FIG. 4 is a schematic configuration diagram showing a ball-on-disk tester in vacuum.

FIG. 5 is a graph showing the relationship between the ion bombardment time and the durable life of the example coating and the comparative example coating.

FIG. 6 is an electron micrograph showing the surface morphology of a MoS ₂ thin film according to an example of the present invention.

FIG. 7 is an electron micrograph showing the surface morphology of a MoS ₂ thin film in a comparative example.

FIG. 8 is a graph showing an X-ray diffraction pattern of Example 1.

FIG. 9 is a graph showing an X-ray diffraction pattern of a comparative example.

FIG. 10 is a schematic configuration diagram showing an example of a bearing testing device in vacuum.

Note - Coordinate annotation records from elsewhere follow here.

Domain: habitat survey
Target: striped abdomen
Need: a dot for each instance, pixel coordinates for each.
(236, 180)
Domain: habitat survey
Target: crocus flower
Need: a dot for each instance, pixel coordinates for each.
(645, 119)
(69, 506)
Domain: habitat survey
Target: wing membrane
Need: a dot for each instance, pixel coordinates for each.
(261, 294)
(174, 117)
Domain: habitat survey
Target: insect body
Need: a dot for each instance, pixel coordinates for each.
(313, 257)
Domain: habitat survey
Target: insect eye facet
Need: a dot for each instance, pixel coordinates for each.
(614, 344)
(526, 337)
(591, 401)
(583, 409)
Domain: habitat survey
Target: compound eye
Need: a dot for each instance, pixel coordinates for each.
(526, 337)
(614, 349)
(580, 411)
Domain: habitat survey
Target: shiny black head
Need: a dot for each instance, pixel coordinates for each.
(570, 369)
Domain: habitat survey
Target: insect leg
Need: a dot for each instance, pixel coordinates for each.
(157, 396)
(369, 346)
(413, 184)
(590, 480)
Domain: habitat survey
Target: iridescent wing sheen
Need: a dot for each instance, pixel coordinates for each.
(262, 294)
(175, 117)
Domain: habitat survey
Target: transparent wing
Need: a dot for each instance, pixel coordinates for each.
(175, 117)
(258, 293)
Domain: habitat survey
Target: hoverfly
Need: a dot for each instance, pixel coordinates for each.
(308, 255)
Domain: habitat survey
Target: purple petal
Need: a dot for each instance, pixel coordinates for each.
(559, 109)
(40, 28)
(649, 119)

11 is a characteristic diagram showing the relationship between the dynamic torque and the total number of rotations, which represents the test results using the test apparatus of FIG.

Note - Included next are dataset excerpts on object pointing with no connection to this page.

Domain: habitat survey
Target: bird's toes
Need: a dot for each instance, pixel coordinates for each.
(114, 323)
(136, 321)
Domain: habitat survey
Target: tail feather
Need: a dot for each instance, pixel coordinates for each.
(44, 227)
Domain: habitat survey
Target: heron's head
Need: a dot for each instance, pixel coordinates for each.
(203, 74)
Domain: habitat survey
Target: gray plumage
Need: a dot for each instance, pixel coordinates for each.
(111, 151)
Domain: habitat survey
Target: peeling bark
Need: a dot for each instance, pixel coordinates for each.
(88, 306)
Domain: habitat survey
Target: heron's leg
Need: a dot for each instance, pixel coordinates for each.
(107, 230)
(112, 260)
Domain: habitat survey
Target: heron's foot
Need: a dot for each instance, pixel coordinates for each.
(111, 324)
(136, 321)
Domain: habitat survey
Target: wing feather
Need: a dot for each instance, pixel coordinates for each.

FIG. 12 is a diagram showing the EPMA analysis result at each point in FIG. 11.

FIG. 13 is a characteristic diagram showing the relationship between the total rotation speed and the rotation speed.

FIG. 14 is a characteristic diagram showing the relationship between the total load and the axial load.

[Explanation of symbols]

 1 Ball Screw 2 Screw Shaft 3 Ball Nut 4 Ball 10 Rolling Bearing 11 Outer Ring 12 Inner Ring 13 Ball 14 Cage 20 Sputtering Equipment 21,23 Electrode 24 High Frequency Power Supply 27 Exhaust System 30 Argon Cylinder 31 Vacuum Gauge 40 Vacuum Ball-on-Disk Tester 50 Vacuum bearing test equipment

Claims (1)

[Claims] 1. A rolling member having a lubricating coating formed by coating molybdenum disulfide on the rolling surface with which the mating member is in rolling contact, wherein the lubricating coating has a molecular weight ratio S / Mo of sulfur to molybdenum of 1 A rolling member formed of a molybdenum disulfide coating having a composition selected from 0.7 to less than 2.0.